Keyboard shortcuts

Press or to navigate between chapters

Press S or / to search in the book

Press ? to show this help

Press Esc to hide this help

07 — Tokenizer & TI-BASIC

TI-BASIC programs are stored as tokens, not text: every command, function, and variable is a token of 1 or 2 bytes. The OS detokenizes (token→display string) to show a program and tokenizes (keypress/text→token) on entry; the parser walks tokens to execute.

Token encoding [confirmed]

  • Most tokens are one byte (tStore=0x04, tBoxPlot=0x05, operators, digits, letters, common commands). The Ghidra database models the byte values as the TIToken enum, built from the t-prefixed equates in ti83plus.inc.
  • Some bytes are lead bytes of a two-byte token: the first byte selects a table, the second byte the entry.

The 2-byte lead-byte set [confirmed]

_IsA2ByteTok (ram:1FE8) scans an 11-byte table at ram:1FF6 to decide if a byte starts a 2-byte token. The bytes are:

ByteMeaning (.inc)
5CtVarMat — matrix name ([A]…)
5DtVarLst — list name (L1…)
5EtVarEqu — equation variable (Y1, r1, …)
60tVarPict — picture
61tVarGDB — graph database
62tVarOut — Y-vars / output
63tVarSys — system var group (Xmin, …)
7Egraph-format token group
BBt2ByteTok — the general “extended commands” page (2.x additions)
AAtVarStrng — string variable (Str1…)
EFTI-84+-era extended token page

So e.g. 5D 00 = list L1; BB xx = an extended command. The second byte indexes that group’s name/handler table. (String variables Str1Str0 use lead AA; they are a distinct VAT object type holding tokenized text — see Strings.)

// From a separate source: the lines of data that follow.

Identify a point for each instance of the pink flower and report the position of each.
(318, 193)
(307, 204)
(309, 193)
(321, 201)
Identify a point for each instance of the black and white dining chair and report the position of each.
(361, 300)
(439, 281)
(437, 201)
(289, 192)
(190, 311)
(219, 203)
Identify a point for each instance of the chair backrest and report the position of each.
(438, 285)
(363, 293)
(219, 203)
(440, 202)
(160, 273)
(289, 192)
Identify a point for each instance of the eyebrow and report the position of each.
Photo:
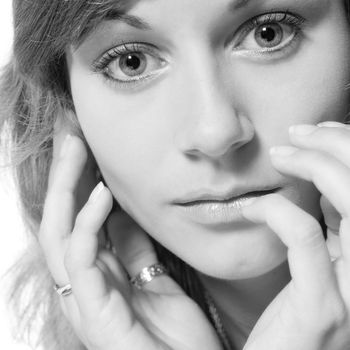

Detokenize / token length [confirmed]

  • _GetTokLen (01:66E5) returns the length of the detokenized display string for the token at HL: it calls smallfont_glyph_ptr (01:6702) to resolve the token’s string pointer, then reads the leading length byte (LD A,(HL)). It is _IsA2ByteTok, not _GetTokLen, that tests 1-byte vs 2-byte encoding.
  • _Get_Tok_Strng (01:66EA) returns the display string for a token (used by the program editor and Disp).

Parser / interpreter [located — page 0x38]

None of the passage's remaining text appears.